Kelley left Baton Rouge for 15 years, living in Amherst, Oakland, and Houston. She returned with her husband, composer Bill Kelley, to raise their child and to teach and mentor young artists in her home state. Kelley is a Professor of Painting at Louisiana State University.

 

 

 

   
       
       
       
 

BENJAMIN M. HICKEY
Curator

Kelley is clearly an active participant in the tradition of myth making and appropriating archetypal tropes. The clarity of Kelley’s message is important in a culture, legally, politically, and otherwise, that enables actors to hide their true intentions. At the heart of them, each of Kelley’s works are parables, a means of communicating a moral lesson. Kelley’s work is decidedly feminine. Not only is the heroine is often based on Kelley herself, but her paintings are executed on re-purposed antique linens, handcrafts historically associated with women and domesticity.

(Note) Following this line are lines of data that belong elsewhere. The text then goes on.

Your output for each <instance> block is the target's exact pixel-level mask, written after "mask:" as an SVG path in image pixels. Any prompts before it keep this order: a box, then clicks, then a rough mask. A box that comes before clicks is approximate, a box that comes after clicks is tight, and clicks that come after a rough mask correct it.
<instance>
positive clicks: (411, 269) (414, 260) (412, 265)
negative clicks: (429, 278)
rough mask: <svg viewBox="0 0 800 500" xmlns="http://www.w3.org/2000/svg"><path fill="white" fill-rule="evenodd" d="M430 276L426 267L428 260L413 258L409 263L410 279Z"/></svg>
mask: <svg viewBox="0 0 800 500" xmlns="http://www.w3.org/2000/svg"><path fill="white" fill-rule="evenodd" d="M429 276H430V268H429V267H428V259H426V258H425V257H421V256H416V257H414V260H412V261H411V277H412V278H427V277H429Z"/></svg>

Kelley’s work feels archetypal, as though we are familiar with its narrative arc and imagery. This is the case because, as a society, we know enough about Beowulf, Artemis, anthropomorphic creatures, Joan of Arc, and other references to intuitively understand Kelley’s various nods to bygone eras. She incorporates a sense of calm repose into her characters, lending them a timeless, classical quality. It is important to say that Kelley’s singular images create meaning on a deeply personal level, but also use art history as a creative foil. This is so because she can co-opt known conventions to ensure her intentions are understood. Elements of Hieronymus Bosch, Giotto, Paula Rego, and Maria de los Remedios Varo Uranga’s work often serve as inspiration.

Kelli Scott Kelley’s work creates a clear worldview, identifies a variety of actors, and asserts her moral authority. Hopefully her artwork’sequal measures of timeliness and timelessness enable Kelley’s work to occupy its rightful place in America’s imagination and visual culture.

   
         
         
 

KELLI SCOTT KELLEY
Artist Statement

In my work subconscious worlds, populated by hybrid beings, are woven into dreamlike tales. Figures, animals, and objects appear in metaphorical narratives which explore humankind’s connections, disconnections and impact upon the natural world. The pieces are inspired by the personal, psychological and the sociopolitical. I feel an urgency to use my art practice as a means to mine and express deep truths about the impending demise of the natural world. I attempt to imbue truth with magic, creating a sense of the super natural and otherworldly. I am moved by the exquisite beauty in the world, as well as the absurdity and ugliness.

I employ painting and drawing mediums, along with repurposed emblematic materials. For more than a decade, I have incorporated collage into my painting practice, using vintage linens and other re-purposed fabrics and paper. The found materials reference domesticity and the history of women’s handicrafts and allows for a more ecological art making practice. These found materials hold stories and histories, which offer inspiration and visual bread crumbs. My process involves spending time in nature, reading and research, gathering images, staging and taking photos of models, and making sketches. I also look to artistic ancestors and relatives who have dealt in the otherworldly and the absurd. I turn to artists such as Fra Angelico, Hildegarde Von Bingen, Remedios Varo and Paula Rego for inspiration and context.

I put my emotions into what I make, and because I often feel conflicted, there can be an ambiguity. I depict scenarios that can defy interpretation, that operate in a realm of the enigmatic, encouraging the viewer to look beyond the obvious and commonplace. I hope that through my work, viewers find a place of repose, an opening for contemplation.